The law allows candidates to receive larger contributions when their wealthy opponents spend heavily from their personal fortunes.
The court says by a 5-4 vote that the law violates the First Amendment.
The law was challenged by Jack Davis, a New York Democrat who has so far spent nearly $4 million of his own money in two losing campaigns for Congress and says he will spend another $3 million this year.
The majority overturned both the contribution limits for opponents of affluent candidates and a requirement that millionaires report every $10,000 expenditure within 24 hours. [emphasis added[
At least 24 House candidates have triggered the millionaires’ amendment this cycle. Of those, 10 remain active — while others either lost a primary or dropped out.
In the Senate, at least four candidates had triggered the amendment by April, two of whom are still active.

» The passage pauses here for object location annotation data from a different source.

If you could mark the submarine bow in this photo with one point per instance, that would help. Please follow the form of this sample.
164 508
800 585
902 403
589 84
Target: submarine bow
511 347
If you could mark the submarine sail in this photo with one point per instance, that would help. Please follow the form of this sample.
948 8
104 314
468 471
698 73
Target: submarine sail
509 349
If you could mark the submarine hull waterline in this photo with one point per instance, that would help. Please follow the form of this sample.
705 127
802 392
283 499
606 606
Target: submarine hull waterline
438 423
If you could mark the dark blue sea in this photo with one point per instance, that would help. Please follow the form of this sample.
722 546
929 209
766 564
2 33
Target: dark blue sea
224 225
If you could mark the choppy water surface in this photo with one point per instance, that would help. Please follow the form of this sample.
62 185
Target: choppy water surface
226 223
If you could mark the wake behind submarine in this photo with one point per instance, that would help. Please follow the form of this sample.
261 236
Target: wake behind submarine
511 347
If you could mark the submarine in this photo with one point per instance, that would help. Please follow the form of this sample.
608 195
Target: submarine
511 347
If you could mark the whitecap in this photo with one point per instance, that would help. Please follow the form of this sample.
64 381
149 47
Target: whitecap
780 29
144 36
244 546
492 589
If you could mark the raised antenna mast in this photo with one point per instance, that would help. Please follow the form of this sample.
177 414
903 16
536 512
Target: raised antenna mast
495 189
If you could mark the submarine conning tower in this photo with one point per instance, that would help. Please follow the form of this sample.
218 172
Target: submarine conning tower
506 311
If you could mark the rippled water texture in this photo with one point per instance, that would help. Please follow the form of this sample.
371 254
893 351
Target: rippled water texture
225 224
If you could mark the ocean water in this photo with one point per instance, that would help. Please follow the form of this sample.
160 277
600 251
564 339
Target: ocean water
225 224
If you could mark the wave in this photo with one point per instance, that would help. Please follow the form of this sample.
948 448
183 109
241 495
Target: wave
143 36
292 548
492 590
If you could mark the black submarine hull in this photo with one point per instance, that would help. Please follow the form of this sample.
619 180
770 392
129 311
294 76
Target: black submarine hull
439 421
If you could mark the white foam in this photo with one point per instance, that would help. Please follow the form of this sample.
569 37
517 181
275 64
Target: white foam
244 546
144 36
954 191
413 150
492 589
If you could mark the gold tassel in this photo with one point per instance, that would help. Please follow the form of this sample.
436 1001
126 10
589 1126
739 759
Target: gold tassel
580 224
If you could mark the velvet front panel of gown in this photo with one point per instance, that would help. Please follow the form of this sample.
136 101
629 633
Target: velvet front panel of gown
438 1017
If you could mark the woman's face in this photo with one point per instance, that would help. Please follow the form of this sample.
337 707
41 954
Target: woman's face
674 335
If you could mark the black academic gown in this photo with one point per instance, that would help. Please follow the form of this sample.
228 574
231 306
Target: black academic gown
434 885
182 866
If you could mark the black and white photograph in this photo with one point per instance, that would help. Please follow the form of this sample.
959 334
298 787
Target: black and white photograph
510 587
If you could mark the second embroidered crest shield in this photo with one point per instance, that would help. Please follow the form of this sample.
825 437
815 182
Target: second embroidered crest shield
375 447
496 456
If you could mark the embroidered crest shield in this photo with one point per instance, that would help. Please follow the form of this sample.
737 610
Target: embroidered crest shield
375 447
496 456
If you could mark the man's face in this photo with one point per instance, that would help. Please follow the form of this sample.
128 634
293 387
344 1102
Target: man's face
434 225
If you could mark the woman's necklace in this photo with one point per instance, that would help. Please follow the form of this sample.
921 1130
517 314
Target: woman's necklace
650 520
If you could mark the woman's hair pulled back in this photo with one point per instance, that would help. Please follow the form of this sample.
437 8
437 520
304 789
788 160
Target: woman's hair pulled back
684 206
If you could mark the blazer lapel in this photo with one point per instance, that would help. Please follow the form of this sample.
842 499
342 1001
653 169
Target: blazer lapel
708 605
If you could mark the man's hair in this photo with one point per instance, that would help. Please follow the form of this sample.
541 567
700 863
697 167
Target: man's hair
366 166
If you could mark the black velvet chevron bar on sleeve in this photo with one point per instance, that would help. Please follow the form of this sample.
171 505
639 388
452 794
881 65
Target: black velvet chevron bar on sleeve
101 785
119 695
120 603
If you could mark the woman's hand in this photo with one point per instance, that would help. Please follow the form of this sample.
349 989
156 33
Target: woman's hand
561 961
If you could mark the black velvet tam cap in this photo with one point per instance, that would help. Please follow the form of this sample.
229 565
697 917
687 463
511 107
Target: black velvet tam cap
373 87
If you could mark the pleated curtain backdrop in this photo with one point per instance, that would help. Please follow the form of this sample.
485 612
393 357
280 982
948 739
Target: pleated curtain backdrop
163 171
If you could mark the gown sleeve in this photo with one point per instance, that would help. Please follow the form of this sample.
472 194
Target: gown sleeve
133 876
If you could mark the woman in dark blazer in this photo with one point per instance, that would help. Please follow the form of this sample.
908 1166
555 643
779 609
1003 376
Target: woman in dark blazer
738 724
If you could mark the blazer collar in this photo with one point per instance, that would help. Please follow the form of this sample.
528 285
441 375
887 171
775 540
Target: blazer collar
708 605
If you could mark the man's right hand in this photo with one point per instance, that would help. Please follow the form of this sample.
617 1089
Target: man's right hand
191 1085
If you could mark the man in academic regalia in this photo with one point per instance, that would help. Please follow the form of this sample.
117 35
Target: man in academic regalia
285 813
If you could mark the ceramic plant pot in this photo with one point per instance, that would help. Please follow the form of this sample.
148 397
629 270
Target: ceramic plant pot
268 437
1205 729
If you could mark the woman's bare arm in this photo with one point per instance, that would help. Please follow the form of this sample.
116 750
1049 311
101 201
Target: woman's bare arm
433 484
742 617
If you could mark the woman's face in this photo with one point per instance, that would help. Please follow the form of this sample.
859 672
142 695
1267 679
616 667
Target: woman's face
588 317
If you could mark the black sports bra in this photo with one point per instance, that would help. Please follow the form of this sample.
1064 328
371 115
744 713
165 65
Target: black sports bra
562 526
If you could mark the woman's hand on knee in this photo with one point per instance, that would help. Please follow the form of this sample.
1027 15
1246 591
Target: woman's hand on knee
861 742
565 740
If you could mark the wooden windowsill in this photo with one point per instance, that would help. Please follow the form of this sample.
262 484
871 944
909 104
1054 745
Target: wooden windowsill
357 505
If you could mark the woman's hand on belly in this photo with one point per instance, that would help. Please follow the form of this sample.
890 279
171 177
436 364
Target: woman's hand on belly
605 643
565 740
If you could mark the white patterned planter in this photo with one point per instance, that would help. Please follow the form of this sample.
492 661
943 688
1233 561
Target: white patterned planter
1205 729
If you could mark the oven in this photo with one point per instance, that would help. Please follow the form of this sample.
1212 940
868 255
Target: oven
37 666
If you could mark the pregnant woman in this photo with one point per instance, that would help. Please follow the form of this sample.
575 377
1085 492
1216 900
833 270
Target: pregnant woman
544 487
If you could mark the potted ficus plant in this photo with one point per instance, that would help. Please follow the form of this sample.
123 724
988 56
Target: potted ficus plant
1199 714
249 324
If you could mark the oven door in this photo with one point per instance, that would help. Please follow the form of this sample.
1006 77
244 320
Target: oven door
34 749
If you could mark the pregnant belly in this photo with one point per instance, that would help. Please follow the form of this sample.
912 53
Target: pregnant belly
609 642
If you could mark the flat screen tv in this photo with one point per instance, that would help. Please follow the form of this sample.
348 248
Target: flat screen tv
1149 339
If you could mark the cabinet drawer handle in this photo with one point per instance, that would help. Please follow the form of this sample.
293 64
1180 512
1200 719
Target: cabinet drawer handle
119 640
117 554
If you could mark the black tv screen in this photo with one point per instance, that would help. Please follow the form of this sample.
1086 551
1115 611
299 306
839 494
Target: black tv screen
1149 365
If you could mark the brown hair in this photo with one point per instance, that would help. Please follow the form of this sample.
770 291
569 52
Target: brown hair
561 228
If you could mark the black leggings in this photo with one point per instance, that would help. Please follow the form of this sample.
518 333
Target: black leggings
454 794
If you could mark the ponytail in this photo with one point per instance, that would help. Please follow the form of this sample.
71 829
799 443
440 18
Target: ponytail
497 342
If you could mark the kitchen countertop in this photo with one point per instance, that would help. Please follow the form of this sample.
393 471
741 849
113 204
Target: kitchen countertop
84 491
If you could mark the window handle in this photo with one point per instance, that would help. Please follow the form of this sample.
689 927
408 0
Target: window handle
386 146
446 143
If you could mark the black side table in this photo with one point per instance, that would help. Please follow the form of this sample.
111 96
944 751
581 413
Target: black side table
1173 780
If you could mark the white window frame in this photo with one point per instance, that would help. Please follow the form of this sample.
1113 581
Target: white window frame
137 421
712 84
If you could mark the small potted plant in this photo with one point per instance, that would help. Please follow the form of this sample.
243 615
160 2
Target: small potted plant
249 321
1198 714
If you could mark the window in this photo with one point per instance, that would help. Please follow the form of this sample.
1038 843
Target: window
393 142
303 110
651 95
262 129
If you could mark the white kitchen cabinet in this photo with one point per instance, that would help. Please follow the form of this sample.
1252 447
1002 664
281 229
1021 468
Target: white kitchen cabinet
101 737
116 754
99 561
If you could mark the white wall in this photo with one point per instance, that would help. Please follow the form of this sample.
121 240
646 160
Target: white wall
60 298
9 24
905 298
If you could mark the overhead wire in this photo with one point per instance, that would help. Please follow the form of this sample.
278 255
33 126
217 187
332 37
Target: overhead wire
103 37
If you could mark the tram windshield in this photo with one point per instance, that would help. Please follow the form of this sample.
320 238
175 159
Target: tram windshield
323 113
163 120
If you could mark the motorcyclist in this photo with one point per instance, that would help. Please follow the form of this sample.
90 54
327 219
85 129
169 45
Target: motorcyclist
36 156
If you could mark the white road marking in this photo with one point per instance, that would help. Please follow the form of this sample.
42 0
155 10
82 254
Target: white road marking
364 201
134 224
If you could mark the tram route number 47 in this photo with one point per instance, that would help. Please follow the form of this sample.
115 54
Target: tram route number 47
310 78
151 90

*** 10:26 am *** The ruling can be viewed at this link.
* From the opinion…
This Court has never upheld the constitutionality of a law that imposes
different contribution limits for candidates competing against each other, and it agrees with Davis that this scheme impermissibly burdens his First Amendment right to spend his own money for campaign speech… While BCRA does not impose a cap on a
candidate’s expenditure of personal funds, it imposes an unprecedented penalty on any candidate who robustly exercises that First Amendment right, requiring him to choose between the right to engage in unfettered political speech and subjection to discriminatory fundraising limitations. The resulting drag on First Amendment rights is not constitutional simply because it attaches as a consequence of a statutorily imposed choice.
*** 10:43 am *** And here’s the Court’s message to Congress…
If the normally applicable limits on individual contributions and coordinated party contributions are seriously distorting the electoral process, if they are feeding a “public perception that wealthy people can buy seats in Congress,” and if those limits are not needed in order to combat corruption, then the obvious remedy is to raise or eliminate those limits. But the unprecedented step of imposing different contribution and coordinated party expenditure limits on candidates vying for the same seat is antithetical to the First Amendment.